Controlled Vesicle Self-Assembly in Continuous Two Phase Flow Microfluidic Channels
Andreas Jahn, Wyatt N. Vreeland, Laurie E. Locascio, Michael Gaitan
The spontaneous self-assembly of phospholipids into liposomes in aqueous solution results in the encapsulation of reagents into quantized packets in a manner that mimics cellular life-processes. Since their discovery in 1965, liposomes have been used in a variety of biological applications including targeted delivery of chemotherapeutic drugs and DNA vectors, or as model systems for the study of biological membranes to name a few. Traditional liposome preparation methods are all conducted through mixing of bulk phases, leading to inhomogeneous chemical and/or mechanical conditions during liposome formation, hence liposomes are often polydisperse in size and lamellarity. Here we show formation of liposomes that encapsulate reagents in a continuous 2-phase flow planar microfluidic network with precision control of size, over the range of 100 to 300 nm, by manipulation of liquid flow rates. We demonstrate that by creating a solvent-aqueous interfacial region in a microfluidic format that is homogenous and controllable on the length scale of a liposome facilitates fine control of liposome size and polydispersity.

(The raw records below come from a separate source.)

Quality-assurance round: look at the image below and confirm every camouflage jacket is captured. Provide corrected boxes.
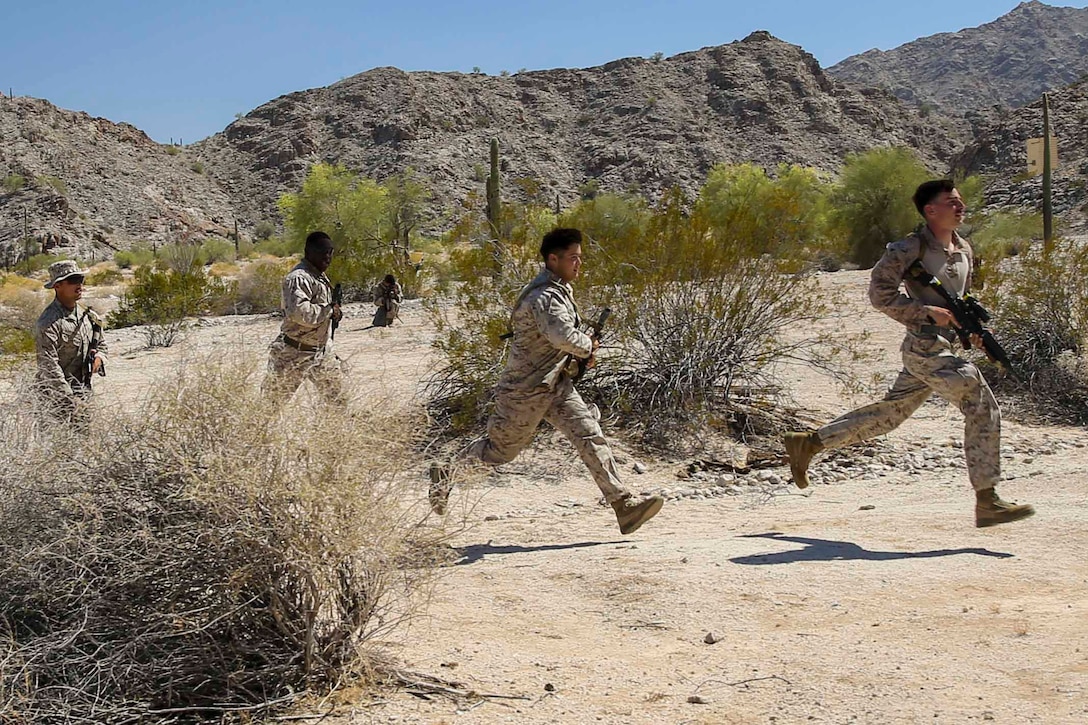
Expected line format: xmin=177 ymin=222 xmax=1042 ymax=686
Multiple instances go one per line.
xmin=869 ymin=226 xmax=974 ymax=332
xmin=280 ymin=259 xmax=333 ymax=347
xmin=34 ymin=299 xmax=107 ymax=396
xmin=498 ymin=269 xmax=593 ymax=391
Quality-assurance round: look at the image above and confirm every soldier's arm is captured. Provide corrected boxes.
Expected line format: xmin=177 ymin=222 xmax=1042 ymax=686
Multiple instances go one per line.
xmin=283 ymin=275 xmax=333 ymax=327
xmin=34 ymin=327 xmax=72 ymax=395
xmin=532 ymin=287 xmax=593 ymax=358
xmin=869 ymin=242 xmax=927 ymax=325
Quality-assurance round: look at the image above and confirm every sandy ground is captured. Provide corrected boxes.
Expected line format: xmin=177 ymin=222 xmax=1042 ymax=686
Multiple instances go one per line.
xmin=80 ymin=272 xmax=1088 ymax=725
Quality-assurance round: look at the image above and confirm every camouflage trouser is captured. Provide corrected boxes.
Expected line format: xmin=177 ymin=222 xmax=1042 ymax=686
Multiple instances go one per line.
xmin=818 ymin=334 xmax=1001 ymax=491
xmin=261 ymin=340 xmax=347 ymax=409
xmin=468 ymin=374 xmax=630 ymax=503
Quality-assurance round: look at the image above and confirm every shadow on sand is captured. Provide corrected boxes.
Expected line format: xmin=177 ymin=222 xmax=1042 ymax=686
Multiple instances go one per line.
xmin=729 ymin=531 xmax=1012 ymax=566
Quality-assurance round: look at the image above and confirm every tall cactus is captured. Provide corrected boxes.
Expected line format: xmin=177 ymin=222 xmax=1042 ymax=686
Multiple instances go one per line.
xmin=487 ymin=138 xmax=503 ymax=239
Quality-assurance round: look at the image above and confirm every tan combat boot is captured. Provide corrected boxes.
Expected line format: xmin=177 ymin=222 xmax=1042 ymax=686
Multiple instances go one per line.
xmin=975 ymin=489 xmax=1035 ymax=528
xmin=426 ymin=463 xmax=454 ymax=516
xmin=611 ymin=496 xmax=665 ymax=533
xmin=782 ymin=431 xmax=824 ymax=489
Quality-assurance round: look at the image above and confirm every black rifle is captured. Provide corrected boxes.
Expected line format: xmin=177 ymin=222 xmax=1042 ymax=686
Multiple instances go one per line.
xmin=906 ymin=260 xmax=1018 ymax=380
xmin=329 ymin=282 xmax=344 ymax=340
xmin=571 ymin=307 xmax=611 ymax=382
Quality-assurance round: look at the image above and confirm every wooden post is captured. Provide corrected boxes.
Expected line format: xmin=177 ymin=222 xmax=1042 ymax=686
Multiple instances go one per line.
xmin=1042 ymin=94 xmax=1054 ymax=254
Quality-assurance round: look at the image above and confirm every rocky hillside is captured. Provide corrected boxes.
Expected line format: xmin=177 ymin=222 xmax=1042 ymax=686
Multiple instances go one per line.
xmin=954 ymin=79 xmax=1088 ymax=226
xmin=0 ymin=97 xmax=234 ymax=265
xmin=828 ymin=0 xmax=1088 ymax=115
xmin=195 ymin=32 xmax=962 ymax=228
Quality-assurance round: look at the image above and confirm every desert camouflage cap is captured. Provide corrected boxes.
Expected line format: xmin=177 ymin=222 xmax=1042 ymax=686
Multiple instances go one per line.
xmin=46 ymin=259 xmax=87 ymax=290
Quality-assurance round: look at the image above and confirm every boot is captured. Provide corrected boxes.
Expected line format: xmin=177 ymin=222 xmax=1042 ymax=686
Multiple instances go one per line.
xmin=975 ymin=489 xmax=1035 ymax=528
xmin=611 ymin=496 xmax=665 ymax=533
xmin=782 ymin=431 xmax=824 ymax=489
xmin=426 ymin=463 xmax=454 ymax=516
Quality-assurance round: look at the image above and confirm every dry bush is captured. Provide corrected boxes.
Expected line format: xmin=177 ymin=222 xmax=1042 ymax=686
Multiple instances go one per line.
xmin=986 ymin=239 xmax=1088 ymax=423
xmin=234 ymin=259 xmax=296 ymax=315
xmin=0 ymin=360 xmax=446 ymax=723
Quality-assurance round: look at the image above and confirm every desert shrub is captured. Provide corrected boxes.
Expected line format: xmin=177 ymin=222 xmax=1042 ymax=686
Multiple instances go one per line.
xmin=254 ymin=236 xmax=306 ymax=257
xmin=986 ymin=239 xmax=1088 ymax=423
xmin=254 ymin=220 xmax=275 ymax=242
xmin=425 ymin=189 xmax=857 ymax=450
xmin=0 ymin=358 xmax=436 ymax=723
xmin=697 ymin=163 xmax=830 ymax=257
xmin=108 ymin=264 xmax=234 ymax=347
xmin=2 ymin=174 xmax=26 ymax=194
xmin=234 ymin=259 xmax=295 ymax=315
xmin=200 ymin=239 xmax=235 ymax=265
xmin=86 ymin=267 xmax=125 ymax=286
xmin=831 ymin=148 xmax=931 ymax=268
xmin=113 ymin=245 xmax=154 ymax=269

Proceedings of Hilton Head 2004, A Solid-State Sensor, Actuator, and Microsystem Workshop
June 6-10, 2004
Hilton Head Island, SC, USA
Hilton Head 2004, A Solid-State Sensor, Actuator, and Microsystem Workshop
, Vreeland, W.
, Locascio, L.
and Gaitan, M.
Controlled Vesicle Self-Assembly in Continuous Two Phase Flow Microfluidic Channels, Proceedings of Hilton Head 2004, A Solid-State Sensor, Actuator, and Microsystem Workshop, Hilton Head Island, SC, USA, [online], https://tsapps.nist.gov/publication/get_pdf.cfm?pub_id=31518
(Accessed August 9, 2022)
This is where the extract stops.